Both police officers and protesters were stricken with COVID-19 in the demonstrations that followed the Daunte Wright shooting, state officials have revealed.
In a coronavirus press conference on Thursday, Kris Ehresmann of the Minnesota Department of Health (MDH) said that the agency's "disease investigators" have linked 22 cases of the virus to the protests.
Ehresmann, who heads up MDH's Infectious Disease Epidemiology, Prevention, and Control Division, said those cases were evenly split between police and protesters.
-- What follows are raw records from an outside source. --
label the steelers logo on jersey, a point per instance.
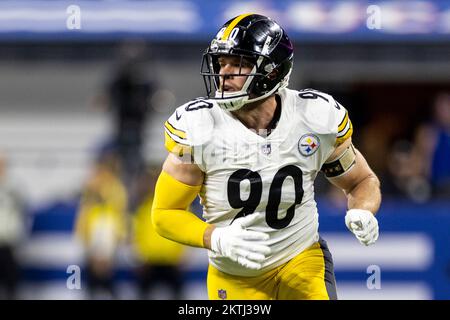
(308, 144)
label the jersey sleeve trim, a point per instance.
(343, 123)
(345, 133)
(174, 131)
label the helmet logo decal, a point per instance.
(308, 144)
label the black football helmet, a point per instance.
(258, 39)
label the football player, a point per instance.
(253, 149)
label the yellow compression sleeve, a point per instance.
(170, 217)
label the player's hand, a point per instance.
(239, 244)
(363, 224)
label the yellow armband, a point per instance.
(170, 217)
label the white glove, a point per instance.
(239, 244)
(363, 224)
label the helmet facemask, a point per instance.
(259, 83)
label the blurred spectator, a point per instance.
(421, 169)
(407, 173)
(12, 230)
(101, 225)
(159, 259)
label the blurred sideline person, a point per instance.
(101, 225)
(12, 231)
(432, 147)
(252, 150)
(159, 259)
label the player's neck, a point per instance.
(259, 115)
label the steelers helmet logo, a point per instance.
(308, 144)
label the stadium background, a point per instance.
(388, 78)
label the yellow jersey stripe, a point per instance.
(179, 133)
(343, 123)
(233, 24)
(340, 140)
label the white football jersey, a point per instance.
(247, 173)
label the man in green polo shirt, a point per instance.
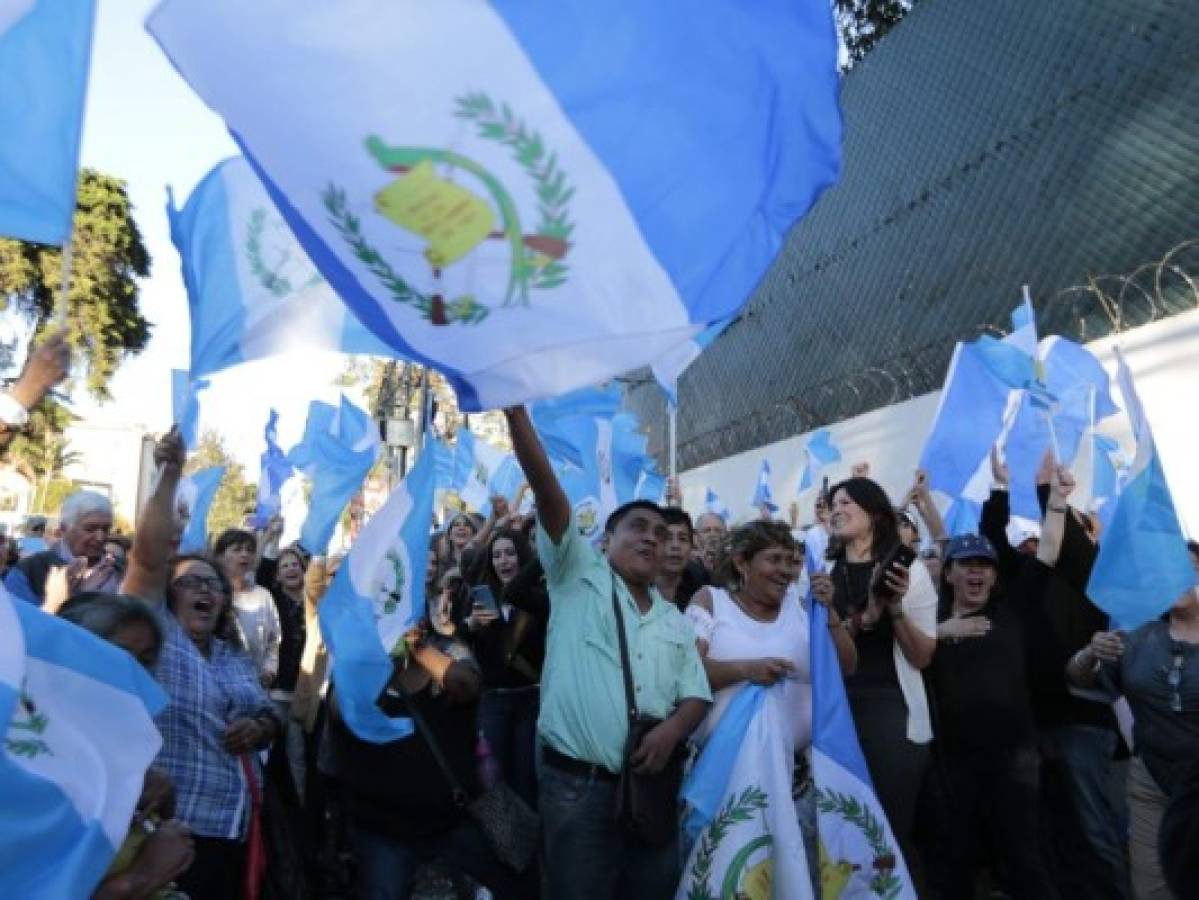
(584, 718)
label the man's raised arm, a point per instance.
(553, 507)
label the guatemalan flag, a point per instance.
(193, 500)
(275, 470)
(482, 471)
(763, 495)
(598, 453)
(377, 595)
(859, 852)
(1143, 565)
(741, 816)
(251, 288)
(712, 503)
(338, 448)
(528, 197)
(44, 50)
(185, 404)
(670, 367)
(818, 453)
(78, 737)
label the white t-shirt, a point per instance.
(731, 634)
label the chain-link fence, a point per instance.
(987, 146)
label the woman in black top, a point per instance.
(401, 805)
(893, 633)
(986, 751)
(510, 645)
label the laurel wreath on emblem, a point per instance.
(34, 724)
(537, 259)
(396, 595)
(278, 284)
(884, 881)
(737, 809)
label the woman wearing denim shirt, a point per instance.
(218, 712)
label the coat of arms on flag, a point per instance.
(428, 201)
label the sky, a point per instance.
(144, 125)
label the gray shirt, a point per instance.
(1160, 677)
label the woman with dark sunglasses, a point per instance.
(1156, 668)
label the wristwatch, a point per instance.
(12, 414)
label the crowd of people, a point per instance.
(981, 681)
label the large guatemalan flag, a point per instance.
(741, 816)
(528, 195)
(251, 288)
(378, 593)
(44, 48)
(78, 736)
(1143, 566)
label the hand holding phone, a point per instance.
(890, 581)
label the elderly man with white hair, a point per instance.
(86, 519)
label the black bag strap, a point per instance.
(461, 797)
(625, 665)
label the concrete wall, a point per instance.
(1164, 361)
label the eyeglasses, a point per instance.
(1174, 678)
(196, 583)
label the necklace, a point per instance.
(743, 608)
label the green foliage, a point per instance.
(884, 883)
(737, 809)
(549, 181)
(235, 497)
(103, 318)
(865, 22)
(41, 451)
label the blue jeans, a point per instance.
(1084, 756)
(586, 855)
(508, 722)
(386, 867)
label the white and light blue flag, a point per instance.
(670, 366)
(860, 856)
(972, 410)
(712, 503)
(740, 810)
(185, 404)
(251, 288)
(1143, 565)
(1076, 379)
(598, 453)
(377, 596)
(761, 493)
(338, 448)
(483, 471)
(194, 497)
(44, 54)
(963, 517)
(78, 736)
(818, 453)
(275, 470)
(529, 199)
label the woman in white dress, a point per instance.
(754, 629)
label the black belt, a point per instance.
(576, 767)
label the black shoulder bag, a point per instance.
(646, 803)
(510, 827)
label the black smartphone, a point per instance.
(899, 554)
(481, 596)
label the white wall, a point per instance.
(1164, 361)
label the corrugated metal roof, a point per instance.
(987, 145)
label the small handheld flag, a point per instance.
(377, 595)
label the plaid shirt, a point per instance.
(206, 694)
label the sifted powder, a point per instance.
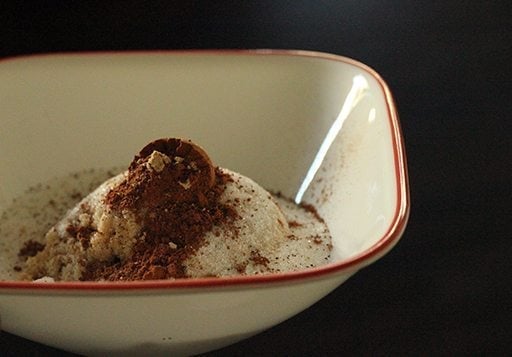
(171, 215)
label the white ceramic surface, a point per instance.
(314, 126)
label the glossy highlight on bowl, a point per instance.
(318, 127)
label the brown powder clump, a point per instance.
(174, 190)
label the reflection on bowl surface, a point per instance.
(316, 127)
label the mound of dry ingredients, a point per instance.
(173, 214)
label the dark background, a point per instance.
(445, 289)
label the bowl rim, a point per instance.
(349, 265)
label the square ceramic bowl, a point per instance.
(320, 128)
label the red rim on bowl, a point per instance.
(381, 247)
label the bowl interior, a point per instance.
(311, 127)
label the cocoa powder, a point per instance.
(174, 189)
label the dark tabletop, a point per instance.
(445, 289)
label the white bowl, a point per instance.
(283, 118)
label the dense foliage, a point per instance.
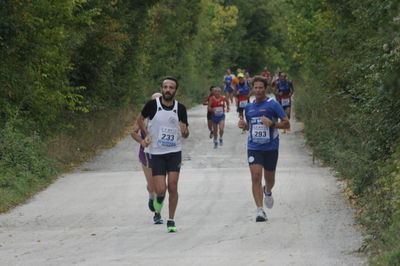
(66, 64)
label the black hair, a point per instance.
(170, 78)
(259, 79)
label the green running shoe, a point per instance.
(171, 226)
(157, 206)
(157, 218)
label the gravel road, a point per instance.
(98, 214)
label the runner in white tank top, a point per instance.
(167, 124)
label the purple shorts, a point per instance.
(145, 158)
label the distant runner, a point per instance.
(205, 102)
(263, 143)
(216, 106)
(228, 86)
(145, 160)
(167, 124)
(284, 91)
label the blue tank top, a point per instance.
(228, 80)
(285, 88)
(261, 137)
(243, 89)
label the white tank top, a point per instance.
(164, 130)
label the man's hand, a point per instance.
(266, 121)
(242, 124)
(146, 141)
(184, 130)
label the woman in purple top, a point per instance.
(145, 159)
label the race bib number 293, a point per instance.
(167, 137)
(260, 133)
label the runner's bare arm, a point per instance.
(142, 125)
(205, 100)
(143, 128)
(227, 104)
(184, 130)
(136, 136)
(242, 124)
(210, 109)
(291, 89)
(283, 124)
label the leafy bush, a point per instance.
(24, 168)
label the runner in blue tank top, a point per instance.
(263, 142)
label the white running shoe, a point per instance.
(268, 199)
(261, 216)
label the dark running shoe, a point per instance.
(151, 206)
(261, 216)
(157, 218)
(171, 226)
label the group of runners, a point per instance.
(163, 122)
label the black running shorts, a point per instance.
(164, 163)
(268, 159)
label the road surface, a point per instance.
(98, 214)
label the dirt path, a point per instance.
(98, 215)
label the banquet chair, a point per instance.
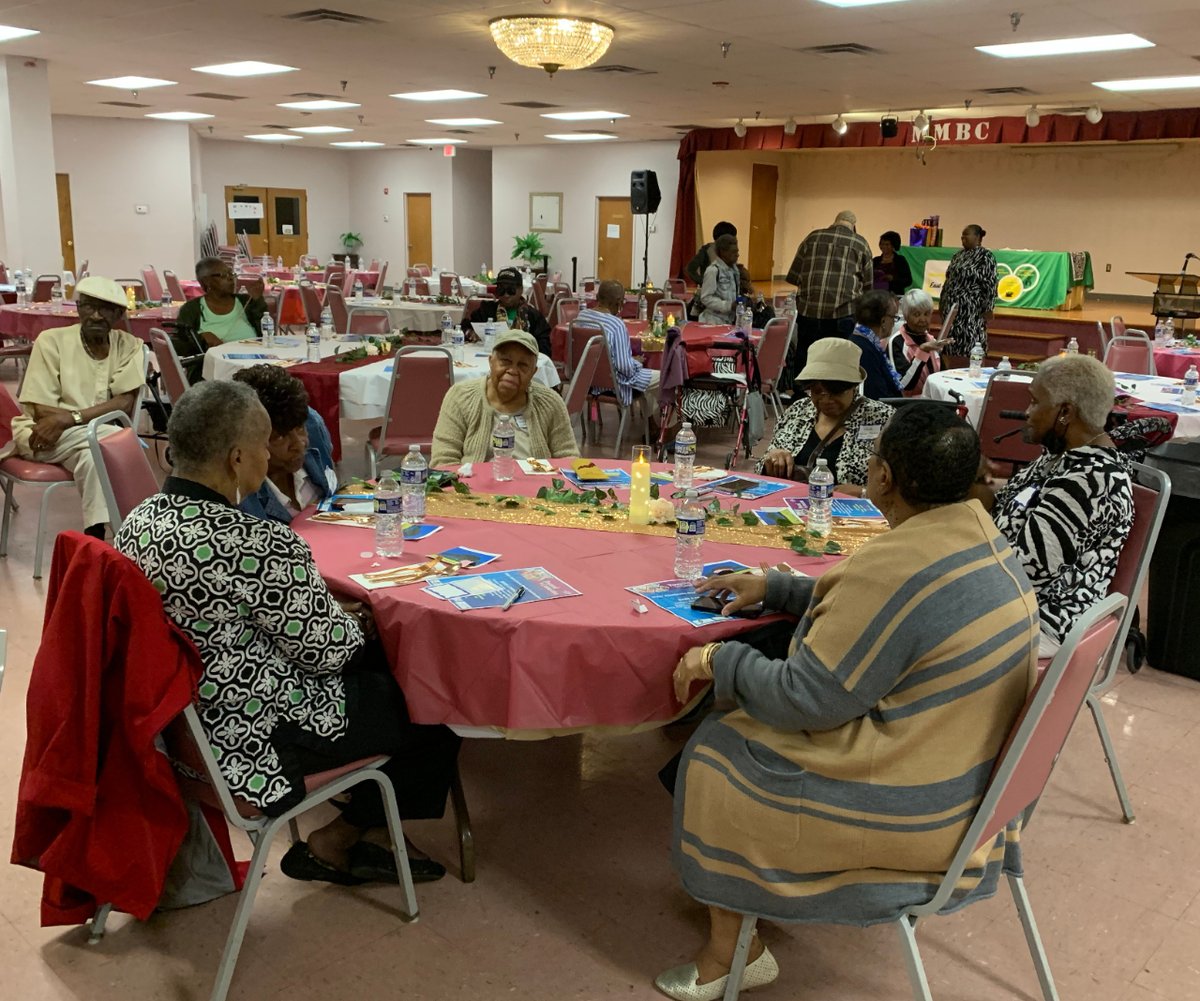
(1006, 391)
(174, 287)
(27, 472)
(154, 287)
(576, 396)
(420, 378)
(1131, 352)
(777, 337)
(126, 477)
(1017, 781)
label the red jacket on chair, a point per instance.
(99, 809)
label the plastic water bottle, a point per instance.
(685, 456)
(976, 366)
(414, 471)
(1191, 384)
(821, 499)
(689, 538)
(389, 516)
(504, 439)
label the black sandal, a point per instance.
(299, 863)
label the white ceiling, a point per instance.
(927, 60)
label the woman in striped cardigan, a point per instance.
(841, 784)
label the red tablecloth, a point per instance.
(563, 664)
(1174, 363)
(319, 379)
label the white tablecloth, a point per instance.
(1153, 390)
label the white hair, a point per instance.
(915, 299)
(1083, 381)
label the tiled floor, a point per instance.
(576, 899)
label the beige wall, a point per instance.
(1133, 205)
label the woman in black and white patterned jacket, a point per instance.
(1068, 514)
(289, 687)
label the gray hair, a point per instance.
(1083, 381)
(208, 420)
(915, 299)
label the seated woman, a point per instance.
(845, 777)
(288, 687)
(463, 432)
(300, 471)
(916, 353)
(832, 421)
(1068, 514)
(510, 307)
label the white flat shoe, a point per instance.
(681, 982)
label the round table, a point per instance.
(545, 667)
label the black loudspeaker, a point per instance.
(643, 192)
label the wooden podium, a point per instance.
(1176, 294)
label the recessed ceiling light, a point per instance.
(132, 83)
(1151, 83)
(461, 121)
(583, 115)
(438, 95)
(179, 115)
(323, 105)
(7, 34)
(1067, 46)
(247, 67)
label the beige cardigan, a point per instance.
(465, 425)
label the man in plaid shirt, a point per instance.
(832, 268)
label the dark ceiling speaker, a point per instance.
(643, 192)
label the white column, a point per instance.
(28, 192)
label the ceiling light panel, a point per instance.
(1067, 46)
(247, 67)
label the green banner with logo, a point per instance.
(1027, 280)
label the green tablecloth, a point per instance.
(1037, 280)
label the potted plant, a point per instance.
(351, 243)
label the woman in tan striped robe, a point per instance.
(841, 784)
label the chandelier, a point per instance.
(552, 42)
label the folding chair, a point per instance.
(1017, 783)
(125, 474)
(420, 379)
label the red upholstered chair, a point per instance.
(125, 473)
(420, 378)
(25, 472)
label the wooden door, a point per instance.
(419, 228)
(287, 225)
(255, 227)
(763, 187)
(615, 240)
(66, 227)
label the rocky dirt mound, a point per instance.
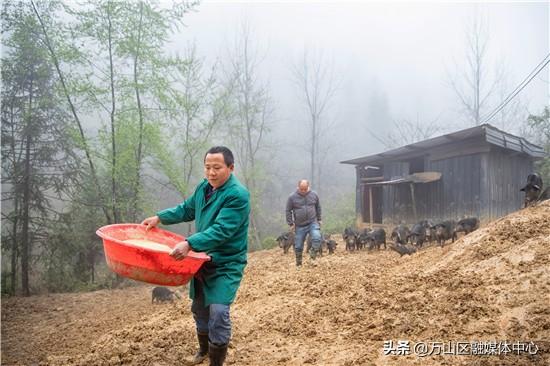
(492, 285)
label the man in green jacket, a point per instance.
(220, 206)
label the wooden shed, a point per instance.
(473, 172)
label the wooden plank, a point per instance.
(370, 207)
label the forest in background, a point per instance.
(101, 125)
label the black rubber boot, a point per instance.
(313, 253)
(298, 258)
(217, 354)
(203, 349)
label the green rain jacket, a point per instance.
(221, 226)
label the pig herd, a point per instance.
(286, 241)
(405, 240)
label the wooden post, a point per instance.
(413, 201)
(370, 207)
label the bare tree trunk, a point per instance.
(25, 244)
(14, 249)
(75, 115)
(113, 127)
(140, 113)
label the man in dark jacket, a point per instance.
(303, 215)
(220, 207)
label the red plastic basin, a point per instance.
(144, 264)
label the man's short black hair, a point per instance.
(227, 154)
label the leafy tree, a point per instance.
(35, 154)
(251, 122)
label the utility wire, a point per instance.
(520, 87)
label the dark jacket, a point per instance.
(303, 210)
(222, 229)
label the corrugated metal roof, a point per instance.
(491, 134)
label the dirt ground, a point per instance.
(492, 285)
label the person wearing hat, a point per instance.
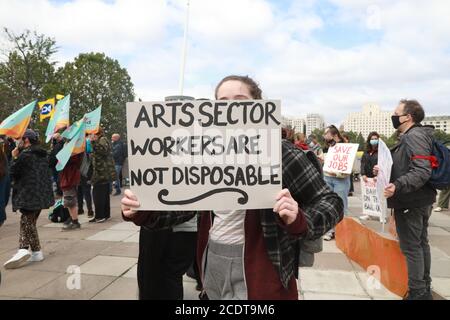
(32, 192)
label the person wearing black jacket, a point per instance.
(32, 192)
(369, 160)
(411, 197)
(57, 145)
(119, 155)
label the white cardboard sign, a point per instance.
(205, 155)
(340, 158)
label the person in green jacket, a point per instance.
(103, 174)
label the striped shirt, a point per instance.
(228, 227)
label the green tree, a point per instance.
(27, 72)
(94, 79)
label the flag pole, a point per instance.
(183, 52)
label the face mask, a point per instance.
(396, 121)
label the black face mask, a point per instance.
(396, 121)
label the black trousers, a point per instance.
(84, 192)
(100, 193)
(164, 257)
(412, 230)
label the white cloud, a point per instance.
(276, 45)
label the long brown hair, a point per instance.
(335, 132)
(253, 87)
(369, 137)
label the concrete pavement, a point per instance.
(99, 262)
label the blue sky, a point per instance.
(330, 56)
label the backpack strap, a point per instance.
(432, 159)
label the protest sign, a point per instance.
(370, 200)
(384, 173)
(340, 158)
(204, 155)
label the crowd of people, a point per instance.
(233, 254)
(31, 171)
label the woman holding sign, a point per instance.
(338, 182)
(369, 160)
(250, 254)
She also called on anyone who was involved in the demonstrations to quarantine and get tested if they had a known exposure to COVID-19.
"Masking and social distancing still have protective value especially if you are in a tightly packed group and around many people," she added, notting that "outdoors is safer than indoors, but it's not 100 percent safe."
It's not clear how many of the 22 cases, if any, required hospitalization.
As the Pioneer Press notes, officials tracking coronavirus infections from last summer's George Floyd protests found lower than expected transmission, with a positivity rate of 1.5 percent.
The police shooting of Daunte Wright, which occurred on April 11 during a traffic stop in Brooklyn Center, led to days of protests outside the city's police station.
According to Friday's coronavirus update from the MDH, Minnesota saw 1,877 new cases and 16 new deaths. The state's death toll since the start of the pandemic stands at 7,144.